2. “Consider my previous post on murders in Baltimore. Why are there 50% more murders there now since the death of Freddie Gray?”
My answer to both is perhaps you can find the answers by asking the Baltimore Police Commissioner? or perhaps the US Dept of Justice? or by studying sociology? or read my comment to you (most recent) on the Baltimore post you authored?
Mr. Kimel,
You might consider starting with the facts relating crime to poverty though. That’s just the first step. Then you have to go just a little bit deeper (not much though in fact) to find out why poverty is positively correlated to crime.
https://www.bjs.gov/index.cfm?ty=pbdetail&iid=5137
After that you can go after the question of why poverty exists and how it feeds on itself as the concentration of poverty increases.
These are just my suggestions if you want to pursue the cause rather than identifying means to repress the symptoms..

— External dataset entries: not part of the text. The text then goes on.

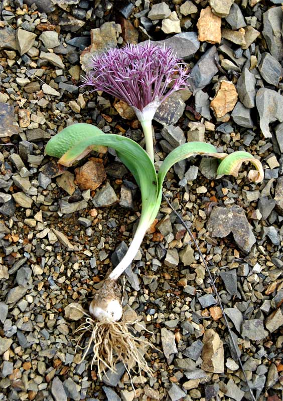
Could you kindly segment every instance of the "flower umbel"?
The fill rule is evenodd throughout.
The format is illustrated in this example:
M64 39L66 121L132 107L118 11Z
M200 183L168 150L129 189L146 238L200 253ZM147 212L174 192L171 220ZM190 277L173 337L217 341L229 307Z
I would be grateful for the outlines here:
M162 102L188 86L188 69L171 48L151 43L110 49L94 56L89 66L83 86L104 91L133 108L153 160L152 119Z

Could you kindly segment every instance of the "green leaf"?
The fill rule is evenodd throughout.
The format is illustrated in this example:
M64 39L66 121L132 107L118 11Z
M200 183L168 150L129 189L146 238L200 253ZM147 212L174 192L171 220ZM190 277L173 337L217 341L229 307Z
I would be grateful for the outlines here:
M176 148L165 158L161 165L158 174L159 190L162 190L162 185L165 176L169 169L175 163L198 154L213 156L219 158L222 158L226 155L226 153L217 153L217 151L216 148L213 145L203 142L189 142Z
M45 147L45 153L49 156L60 158L72 146L76 146L79 142L84 139L95 137L99 135L105 134L94 125L83 123L73 124L64 128L48 141ZM89 149L88 153L92 149ZM98 151L100 151L100 149ZM82 157L84 156L82 156L81 158ZM66 162L67 162L67 160ZM66 164L64 165L68 166L71 164Z
M45 152L60 157L59 163L69 166L94 148L101 145L114 149L119 158L134 177L142 193L140 221L146 218L148 220L158 197L157 176L148 154L131 139L113 134L104 134L90 124L75 124L53 137L46 145Z
M260 182L263 179L264 173L259 160L250 153L242 151L234 152L223 159L219 164L217 174L229 174L237 177L239 170L244 162L250 162L256 169L256 170L251 170L249 171L248 177L250 181Z

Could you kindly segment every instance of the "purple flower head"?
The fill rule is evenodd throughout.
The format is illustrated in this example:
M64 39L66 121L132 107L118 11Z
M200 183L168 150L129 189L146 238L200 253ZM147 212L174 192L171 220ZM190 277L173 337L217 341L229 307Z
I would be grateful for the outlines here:
M104 91L142 112L188 86L188 69L170 47L126 45L94 56L83 86ZM155 109L156 110L156 108Z

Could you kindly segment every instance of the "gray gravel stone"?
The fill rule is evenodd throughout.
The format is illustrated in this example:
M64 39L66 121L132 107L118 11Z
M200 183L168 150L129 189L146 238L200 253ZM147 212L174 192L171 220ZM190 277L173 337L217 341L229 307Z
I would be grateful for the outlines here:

My most important suggestion though is that you ask your federal and State and Local legislators why they aren’t doing anything to solve the poverty problem, especially in the high concentration areas such as Balimore., becaue clearly they’re not.
Mr. Kimel,
Either you can use / ;pursue my suggestions or you can rely on the old standby “its their own fault” which is the standard conservative libertarian propaganda.
Longtooth,
Weren’t you just misrepresenting that in comments over here?

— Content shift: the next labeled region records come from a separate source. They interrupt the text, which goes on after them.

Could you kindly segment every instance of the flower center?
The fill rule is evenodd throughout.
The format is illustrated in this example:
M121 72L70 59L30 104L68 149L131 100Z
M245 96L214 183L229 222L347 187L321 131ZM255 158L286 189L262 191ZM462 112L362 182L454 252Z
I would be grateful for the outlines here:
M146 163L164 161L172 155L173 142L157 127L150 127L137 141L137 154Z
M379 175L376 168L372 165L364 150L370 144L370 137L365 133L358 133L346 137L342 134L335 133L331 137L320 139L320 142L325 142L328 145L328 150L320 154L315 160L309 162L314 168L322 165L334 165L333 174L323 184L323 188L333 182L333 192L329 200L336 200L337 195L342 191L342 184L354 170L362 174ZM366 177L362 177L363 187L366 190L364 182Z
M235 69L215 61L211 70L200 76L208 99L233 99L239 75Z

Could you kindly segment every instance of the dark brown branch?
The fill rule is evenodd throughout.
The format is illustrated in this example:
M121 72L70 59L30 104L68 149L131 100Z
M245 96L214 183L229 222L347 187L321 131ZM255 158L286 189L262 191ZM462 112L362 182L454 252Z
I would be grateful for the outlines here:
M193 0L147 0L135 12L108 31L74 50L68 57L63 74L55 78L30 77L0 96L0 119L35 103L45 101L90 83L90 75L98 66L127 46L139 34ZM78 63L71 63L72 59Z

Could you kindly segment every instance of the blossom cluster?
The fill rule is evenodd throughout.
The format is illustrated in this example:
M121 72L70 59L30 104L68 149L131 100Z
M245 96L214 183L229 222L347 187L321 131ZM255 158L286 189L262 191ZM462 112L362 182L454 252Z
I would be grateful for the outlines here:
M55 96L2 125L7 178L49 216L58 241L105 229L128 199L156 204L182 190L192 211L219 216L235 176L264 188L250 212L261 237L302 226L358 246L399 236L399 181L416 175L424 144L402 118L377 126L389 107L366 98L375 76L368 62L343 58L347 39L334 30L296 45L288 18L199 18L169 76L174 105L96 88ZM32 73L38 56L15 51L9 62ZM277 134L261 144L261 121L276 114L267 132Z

Seems we have attempted to descend into comedy with the title of this post. Seinfeld made fun of Tolstoy, KImel has Dostoyevsky.
“did you know the original title for “War and Peace” was. “War–What Is It Good For?”!
I did wonder how many of those unreported crimes were committed by Wells-Fargo.
i suspect Kimel’s car burglar was a child. Glad he (kimeil) didn’t leave his loaded gun in the car.
and while i suspect that “i suspect” is not a very scientific basis upon which to found public policy, i’m not so sure we ever ask for more.
and i can also say with some confidence that i don’t resort to the crime of “self help” because I know who the police would shoot.